An email marketing strategy should start with a single goal in mind for the sake of focus and simplicity.
The best-selling business book “Good to Great” was largely about the success of companies that stayed focused on their well-defined mission.
An email marketing strategy may not have a “mission” like a business, but it should have a goal that defines the benefit to the business.
That goal in turn defines the product and what it is supposed to do. Then the results can be measured objectively.
I recently started receiving an email newsletter that simply consisted of a generic dated subject line with a PDF attachment.
The PDF is a multi-page newsletter packed with articles and ads. It didn’t have any links to a related Web site, Facebook page or Twitter account. Its purpose solely was to deliver the content and ads of the newsletter to as many subscribers as possible — mainly for the sake of the ad revenue.
The total subscribers is more than 10,000. It is serving its purpose.
In contrast, I publish quite a few email newsletters for clients and my own site whose purpose is driving traffic to the Web sites.
They don’t have much content because too much content removes the incentive of the subscriber to click and go to the site, thus driving up:
- Brand awareness
- Site visits
- Pages per visit
- Time on site
- Ad inventory
- Ad revenue
- The potential for return visits
These newsletters serve a different purpose. They are not an end product like the other example but rather a pure promotional vehicle.
Advertising in these newsletters is a distraction and a complication. It distracts the subscribers from the core purpose of driving audience to the parent Web sites. It is a complication because displaying ads in an email newsletter is often a problem if the subscribers’ email program blocks images for security reasons.
As a result, advertising rarely appears in them.

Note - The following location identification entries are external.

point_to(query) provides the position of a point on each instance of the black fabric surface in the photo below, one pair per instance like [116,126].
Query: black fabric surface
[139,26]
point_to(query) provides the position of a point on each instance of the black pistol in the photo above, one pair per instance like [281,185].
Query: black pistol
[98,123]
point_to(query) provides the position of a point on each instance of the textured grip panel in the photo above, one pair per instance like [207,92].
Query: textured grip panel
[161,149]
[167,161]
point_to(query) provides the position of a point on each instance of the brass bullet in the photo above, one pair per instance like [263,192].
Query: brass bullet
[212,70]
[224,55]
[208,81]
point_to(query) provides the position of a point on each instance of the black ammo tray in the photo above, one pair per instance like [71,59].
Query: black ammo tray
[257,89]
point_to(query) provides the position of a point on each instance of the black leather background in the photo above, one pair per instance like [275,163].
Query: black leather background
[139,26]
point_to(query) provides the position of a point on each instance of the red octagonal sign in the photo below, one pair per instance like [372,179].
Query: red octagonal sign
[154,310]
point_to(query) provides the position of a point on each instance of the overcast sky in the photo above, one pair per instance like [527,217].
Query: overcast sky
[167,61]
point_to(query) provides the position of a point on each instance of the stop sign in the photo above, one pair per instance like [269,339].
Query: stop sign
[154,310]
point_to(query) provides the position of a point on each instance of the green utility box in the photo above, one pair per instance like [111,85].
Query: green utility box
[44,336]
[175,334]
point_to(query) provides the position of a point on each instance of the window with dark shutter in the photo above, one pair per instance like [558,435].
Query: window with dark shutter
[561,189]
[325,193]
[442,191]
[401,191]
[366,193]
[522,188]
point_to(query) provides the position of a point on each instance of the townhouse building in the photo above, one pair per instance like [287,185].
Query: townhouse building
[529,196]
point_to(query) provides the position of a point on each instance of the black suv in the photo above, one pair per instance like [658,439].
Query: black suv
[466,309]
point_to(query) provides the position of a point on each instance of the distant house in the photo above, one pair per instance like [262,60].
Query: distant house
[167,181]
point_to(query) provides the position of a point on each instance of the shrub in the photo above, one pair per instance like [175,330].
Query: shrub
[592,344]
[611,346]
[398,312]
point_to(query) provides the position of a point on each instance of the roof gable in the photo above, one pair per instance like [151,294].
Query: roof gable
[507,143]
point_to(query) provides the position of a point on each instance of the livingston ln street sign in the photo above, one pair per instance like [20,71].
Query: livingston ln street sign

The “articles” are actually summaries that are as brief as possible in part to push as many headlines with links to the top of the page.
In both cases, the email marketing metric of “open rate” is important. But the metric of “click rate” matters only in the second example.
Both examples are meant to show that the primary goal or purpose of the email strategy defines the product and the metrics used to determine their success or failure.
A good strategy starts with a goal in mind. Then the tactics follow from there.